Fixed Wireless Access: The answer to the connectivity issue
Undeniably, the demand for higher internet speed, improved Quality of Experience (QoE) and national target for broadband penetration rate, has opened up new opportunities for wireless broadband technology to fill the gap. To increase the internet penetration in rural areas, implementing 4G/5G FWA would be a good idea because it helps operators avoid the high cost of broadband deployment while delivering ultra-high-speed broadband to suburban and rural areas, supporting home and business applications where fibre is prohibitively expensive to lay and maintain.
Fast Internet for Rural Area (FIRA) is an innovative FWA solution developed by TM R&D that provides a cost-effective and fast roll-out of high-speed broadband. This solution is targeted at customers located in the rural and suburban areas with low populations and other technologies that are either way too complex or too expensive to deploy.
FIRA is an innovative FWA solution that provides a cost-effective and fast roll-out of high-speed broadband for customers located in the rural and suburban areas with low populations
FIRA CPE leverages the available 4G LTE signal even for sites that are out of normal coverage and can even capture very weak LTE signals from far towers that were previously impossible with indoor FWA and mobile devices due to its built-in high gain directional MIMO antenna.
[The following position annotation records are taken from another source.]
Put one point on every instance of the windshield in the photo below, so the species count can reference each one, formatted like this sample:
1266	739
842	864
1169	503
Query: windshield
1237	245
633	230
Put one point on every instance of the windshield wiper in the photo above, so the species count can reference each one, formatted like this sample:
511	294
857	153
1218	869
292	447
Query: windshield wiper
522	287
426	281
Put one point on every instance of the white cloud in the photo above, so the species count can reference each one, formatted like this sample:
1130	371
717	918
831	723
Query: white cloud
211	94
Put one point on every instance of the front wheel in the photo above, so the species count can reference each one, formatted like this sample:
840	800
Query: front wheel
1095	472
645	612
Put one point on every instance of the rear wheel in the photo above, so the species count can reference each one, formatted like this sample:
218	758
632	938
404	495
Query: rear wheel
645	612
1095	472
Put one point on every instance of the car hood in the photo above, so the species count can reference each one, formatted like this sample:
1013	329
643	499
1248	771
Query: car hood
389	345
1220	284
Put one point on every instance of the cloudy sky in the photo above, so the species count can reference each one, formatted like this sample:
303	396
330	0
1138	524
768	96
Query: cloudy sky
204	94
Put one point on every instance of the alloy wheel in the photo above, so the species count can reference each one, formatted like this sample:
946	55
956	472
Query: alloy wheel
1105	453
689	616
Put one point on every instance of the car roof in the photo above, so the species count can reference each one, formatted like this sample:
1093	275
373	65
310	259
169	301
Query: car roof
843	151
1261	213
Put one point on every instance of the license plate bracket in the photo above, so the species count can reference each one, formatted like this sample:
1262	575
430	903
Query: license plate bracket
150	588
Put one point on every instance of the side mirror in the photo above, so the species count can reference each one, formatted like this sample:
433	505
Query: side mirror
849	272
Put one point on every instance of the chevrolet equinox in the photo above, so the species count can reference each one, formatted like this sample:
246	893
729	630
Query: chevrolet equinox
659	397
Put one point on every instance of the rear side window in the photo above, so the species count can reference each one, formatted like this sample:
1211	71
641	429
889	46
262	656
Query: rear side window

FIRA’s setup and deployment are time-efficient and do not involve any major changes in the network strategy. Hence, operators can avoid greenfield sites in rural areas, minimize deployment risk and maximize ROI. This will eventually help broadband service providers to save CAPEX and OPEX.
Moreover, FIRA offers simultaneous double connections to 4G FDD (Frequency Division Duplex) and also allows a combination of FDD and TDD (Time-Division Duplex) networks. This solution is very appealing to operators with a limited spectrum license of 4G bands. Dual connectivity with load balancing can specifically benefit 4G TDD operators by complementing the uplink limited TDD capacity with 4G FDD uplink resources. By having this feature, the service provider can guarantee a better Quality-of-Service to end customers.
FIRA comes with an intuitive mobile app for the authorised installers to optimise FIRA installation at the customer premise. The mobile app also provides an on-site guideline to align the FIRA CPE in the best direction. The alignment can be based on the nearest or nearby eNodeB (eNB) provided by the service provider. In addition, FIRA CPE direction can be tuned-based on the preferred cell, signal strength and quality level displayed by the mobile app. Lastly, a built-in speed test is available for the installers to verify the available throughput for user acceptance.
The FIRA portal provides a remote monitoring dashboard that can be used to view the CPE locations, online status, historical trend of network attachment and received signal level with signal quality.
Breaking the tech barriers
Recently, FIRA bagged an award at the Malaysia Technology Excellence Awards 2022 presented by Singapore Business Review. In addition to that, FIRA was successfully deployed for proof-of-concept (POC) in Malacca back in July 2020. The results showed that the solution was able to provide speed improvement on the download and upload link compared to the user’s existing broadband subscription.
FIRA was successfully deployed for proof-of-concept (POC) in Malacca back in July 2020
The current success of FIRA is that there is a great need for digital inclusion to happen now rather than later. There will come a time in the future when access to broadband is a significant key for any individual to survive whereas the lack the broadband infrastructure necessary will be a hurdle for them to fully participate economically, academically and recreationally.
TM R&D will continue to push the tech barriers in order to provide digital inclusions regardless of location or age. Beyond access to technology, the company aims to empower businesses towards digital transformation in addition to expanding themselves beyond connectivity and into smarter digital ecosystems.